El tamaño sí importa

Las mujeres también se sientan. ¿Perogrullada? Sí, en el siglo XXI, pero no en el XVI. Por entonces las sillas no eran símbolo de confort sino de autoridad. Las ocupaban quienes tenían poder, y este no recaía, o raramente recaía, sobre las mujeres. Obvio. Las féminas ocupaban un segundo plano en la sociedad, siempre detrás de un hombre. Así que sin mando en plaza, no había silla. Literal. Y cuando por fin las hubo, se jibarizaron. Vamos, que en cuestión de sillas, en los siglos XVI y XVII el tamaño sí importaba. La de la mujer era más baja. ¿Consecuencia? Había que levantar la mirada para dirigirse al sexo masculino en una actitud de humildad y respeto.

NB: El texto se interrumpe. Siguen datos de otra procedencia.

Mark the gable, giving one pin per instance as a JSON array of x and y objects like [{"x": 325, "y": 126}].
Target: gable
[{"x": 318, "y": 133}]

También podía pasar que la mujer se sentara directamente en el suelo, herencia de la cultura árabe. E incluso, con el tiempo, en una silla como Dios manda pero con diferencias, por supuesto. La del hombre, con brazos; la de la mujer, sin. Y es que las sillas, por forma y altura, situaban a cada cual en el lugar que le correspondía, socialmente hablando.

El Monestir de Pedralbes recorre las costumbres y la jerarquía de antaño a la hora de sentarse

“Eran un símbolo de autoridad. Se sentaba en una silla quien podía. La mayoría de la gente utilizaba bancos, igualaban. Sentarse en una silla individual significaba ser diferente del resto. Y sentarse en una con brazos era como estar en el trono”. Palabra de Mónica Piera, una de las grandes expertas en muebles del país y comisaria de la exposición ‘Las mujeres también se sientan’. Un título que a razón de lo contado hasta ahora tiene un punto reivindicativo: “En esa sociedad que relegaba a las mujeres a un segundo plano, en algún ámbito ellas también tenían poder”. Sin ir más lejos, en el Monestir de Pedralbes. A la abadesa no le tosía nadie. Ni siquiera los ‘consellers’. En sus visitas anuales, el trono, la silla con brazos, era para la superiora; los bancos, para los prohombres de la ciudad. La escena ocurría en la Sala Capitular del cenobio, la que cierra la muestra.

Antes, Piera repasa qué significaba nacer mujer en los siglos XVI y XVII a partir del mobiliario femenino de la época conservado en el monasterio, no en vano allí llegaban muchas hijas de las grandes familias con el ajuar a cuestas. Sillas bajas, arquillas, espejos y bufetillos. Todo pequeño y a la medida del estrado, la sala rica y lujosa donde las mujeres de casa bien se reunían o recibían. A veces recostadas en el suelo, otras sentadas en esas sillas propias de Lilliput. Eso era en la vida civil, pero la existencia de lujosas celdas de día (increíble la cúpula renacentista de casetones de la recién restaurada Celda de la Virgen de las Nieves), llevan a pensar a Piera que había una trasposición de los estrados a la vida claustral.

Exotismo indio

En el cenobio estos muebles continúan aún en uso. Aunque no todos. Nadie osa sentarse ya en la joya de la exposición y de la colección de las clarisas: La silla de la Reina. Pieza rara donde las haya. Y única. No sé sabe cómo llegó al monasterio ni qué manos la llevaron. Pero siempre ha estado ahí. Durante años se catalogó como pieza italiana o catalana, y se relacionó con Elisenda de Montcada. Pero no. La silla es india y del siglo XVI, dos centurias después de que la reina mandara construir el monasterio para ganarse el cielo. Y está realizada con ratán y laca oriental, materiales que no se conocían por entonces en Europa. Así que Piera lanza una teoría: “Una cosa exótica de la India tiene que estar ligada con la monarquía”. De manera que lo más lógico es pensar que la silla llegó con alguna novicia emparentada con la realeza, que las había, o de manos de alguna reina: por el monasterio pasaron de visita la emperatriz María de Austria, en 1582, y Margarita de Austria, esposa de Felipe III, en 1599.